Thursday, December 14, 2006

Sound track for my death bed

How did people ever manage to die without being able to arrange the proper tunes for their exit strategy? Listening on my way in to work this morning to the piece commonly known as (but no more, by me) Albinoni's Adagio, I was caught up in its beauty and realized that this is what I want to hear as I leave this world, to soothe and to serenade and to sweep away my soul in a swirl. Our trusty morning explainer informed his listeners that this was not really a baroque piece at all, but had been finished by a twentieth century composer based on a few fragments of a piece by Albinoni.

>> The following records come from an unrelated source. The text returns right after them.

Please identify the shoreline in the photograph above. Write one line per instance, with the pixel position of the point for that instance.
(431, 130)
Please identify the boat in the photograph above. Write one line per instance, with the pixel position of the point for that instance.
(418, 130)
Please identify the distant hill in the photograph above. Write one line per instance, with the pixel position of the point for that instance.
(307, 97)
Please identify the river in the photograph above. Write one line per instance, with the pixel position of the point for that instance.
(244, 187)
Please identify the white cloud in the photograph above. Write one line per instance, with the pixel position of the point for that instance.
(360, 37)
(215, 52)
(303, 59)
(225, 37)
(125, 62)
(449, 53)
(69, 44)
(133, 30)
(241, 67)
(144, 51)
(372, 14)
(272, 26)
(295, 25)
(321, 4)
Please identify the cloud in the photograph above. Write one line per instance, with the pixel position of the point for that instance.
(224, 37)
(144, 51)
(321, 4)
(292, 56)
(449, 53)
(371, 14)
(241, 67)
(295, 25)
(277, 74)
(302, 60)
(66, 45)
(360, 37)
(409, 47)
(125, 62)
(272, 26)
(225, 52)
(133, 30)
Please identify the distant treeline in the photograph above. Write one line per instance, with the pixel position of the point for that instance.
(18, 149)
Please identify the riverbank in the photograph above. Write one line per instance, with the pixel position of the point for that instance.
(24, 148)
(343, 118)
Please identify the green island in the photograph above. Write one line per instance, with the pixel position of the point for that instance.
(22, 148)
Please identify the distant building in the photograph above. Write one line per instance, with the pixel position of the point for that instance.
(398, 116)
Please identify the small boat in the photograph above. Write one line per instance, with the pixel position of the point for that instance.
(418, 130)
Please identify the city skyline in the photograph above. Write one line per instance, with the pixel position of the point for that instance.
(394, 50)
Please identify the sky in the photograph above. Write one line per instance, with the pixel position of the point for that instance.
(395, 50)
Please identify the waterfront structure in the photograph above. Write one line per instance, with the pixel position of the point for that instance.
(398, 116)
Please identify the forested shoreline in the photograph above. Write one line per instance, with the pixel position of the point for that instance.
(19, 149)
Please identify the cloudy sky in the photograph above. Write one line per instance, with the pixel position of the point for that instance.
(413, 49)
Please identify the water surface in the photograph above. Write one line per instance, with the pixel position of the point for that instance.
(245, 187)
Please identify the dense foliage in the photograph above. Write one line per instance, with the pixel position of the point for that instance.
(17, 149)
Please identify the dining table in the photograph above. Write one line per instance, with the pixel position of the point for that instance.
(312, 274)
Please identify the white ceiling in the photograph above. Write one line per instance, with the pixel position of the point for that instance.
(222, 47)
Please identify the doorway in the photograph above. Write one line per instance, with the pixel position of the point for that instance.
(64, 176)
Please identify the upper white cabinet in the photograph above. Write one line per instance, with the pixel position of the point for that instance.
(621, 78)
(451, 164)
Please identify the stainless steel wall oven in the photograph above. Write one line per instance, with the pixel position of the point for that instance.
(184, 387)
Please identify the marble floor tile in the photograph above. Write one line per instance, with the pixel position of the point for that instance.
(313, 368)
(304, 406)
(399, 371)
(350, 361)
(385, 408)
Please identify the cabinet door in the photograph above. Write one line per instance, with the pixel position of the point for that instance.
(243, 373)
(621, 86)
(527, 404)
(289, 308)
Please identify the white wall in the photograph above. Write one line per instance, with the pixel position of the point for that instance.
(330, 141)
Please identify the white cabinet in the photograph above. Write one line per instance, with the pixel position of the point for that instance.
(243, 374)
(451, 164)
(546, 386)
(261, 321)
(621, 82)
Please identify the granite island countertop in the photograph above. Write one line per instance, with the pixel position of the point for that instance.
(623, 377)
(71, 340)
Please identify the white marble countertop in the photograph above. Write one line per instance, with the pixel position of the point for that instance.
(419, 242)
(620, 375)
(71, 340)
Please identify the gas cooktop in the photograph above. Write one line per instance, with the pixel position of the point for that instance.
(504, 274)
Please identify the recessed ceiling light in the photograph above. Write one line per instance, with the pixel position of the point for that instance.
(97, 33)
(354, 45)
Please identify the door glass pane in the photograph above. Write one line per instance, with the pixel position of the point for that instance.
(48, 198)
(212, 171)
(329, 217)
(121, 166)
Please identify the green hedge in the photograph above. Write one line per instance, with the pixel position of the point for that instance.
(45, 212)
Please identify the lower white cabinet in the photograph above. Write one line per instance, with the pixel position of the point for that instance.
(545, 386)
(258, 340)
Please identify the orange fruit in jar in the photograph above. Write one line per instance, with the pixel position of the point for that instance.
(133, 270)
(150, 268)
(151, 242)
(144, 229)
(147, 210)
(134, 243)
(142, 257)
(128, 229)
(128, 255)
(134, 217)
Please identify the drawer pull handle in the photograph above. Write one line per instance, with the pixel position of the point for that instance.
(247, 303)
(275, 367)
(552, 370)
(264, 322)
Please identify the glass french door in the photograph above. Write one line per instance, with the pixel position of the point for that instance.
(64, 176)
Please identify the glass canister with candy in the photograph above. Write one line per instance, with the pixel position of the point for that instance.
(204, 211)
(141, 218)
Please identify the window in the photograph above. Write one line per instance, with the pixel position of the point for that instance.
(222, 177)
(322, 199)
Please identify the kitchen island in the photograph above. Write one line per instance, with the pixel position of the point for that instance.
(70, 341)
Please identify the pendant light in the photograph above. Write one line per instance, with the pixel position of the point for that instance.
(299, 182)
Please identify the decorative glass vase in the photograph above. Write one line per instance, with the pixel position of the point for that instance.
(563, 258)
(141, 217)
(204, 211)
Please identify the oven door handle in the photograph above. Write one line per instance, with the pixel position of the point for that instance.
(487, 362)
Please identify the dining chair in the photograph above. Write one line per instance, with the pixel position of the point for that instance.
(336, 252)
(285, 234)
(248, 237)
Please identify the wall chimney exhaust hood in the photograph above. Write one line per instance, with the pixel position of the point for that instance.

Rushing in to read more about this, I learned that Remo Giazotto was researching Albinoni, most of whose archival material had been destroyed in the bombing of Dresden, when he discovered a manuscript with the bass line and six bars of melody (http://en.wikipedia.org/wiki/Remo_Giazotto). Apparently this was in 1945, though on Wikipedia's Albinoni page it says it was done in 1958, the year of my birth. But in any case, it is interesting that this work, along with Messiaen's Quartet for the End of the Age, also written out of the devastation of WWII, speaks to me so deeply. I guess I am truly a baby boomer, a child who emerged from the fragments of that broken world. Only to crawl through the rubble of this one.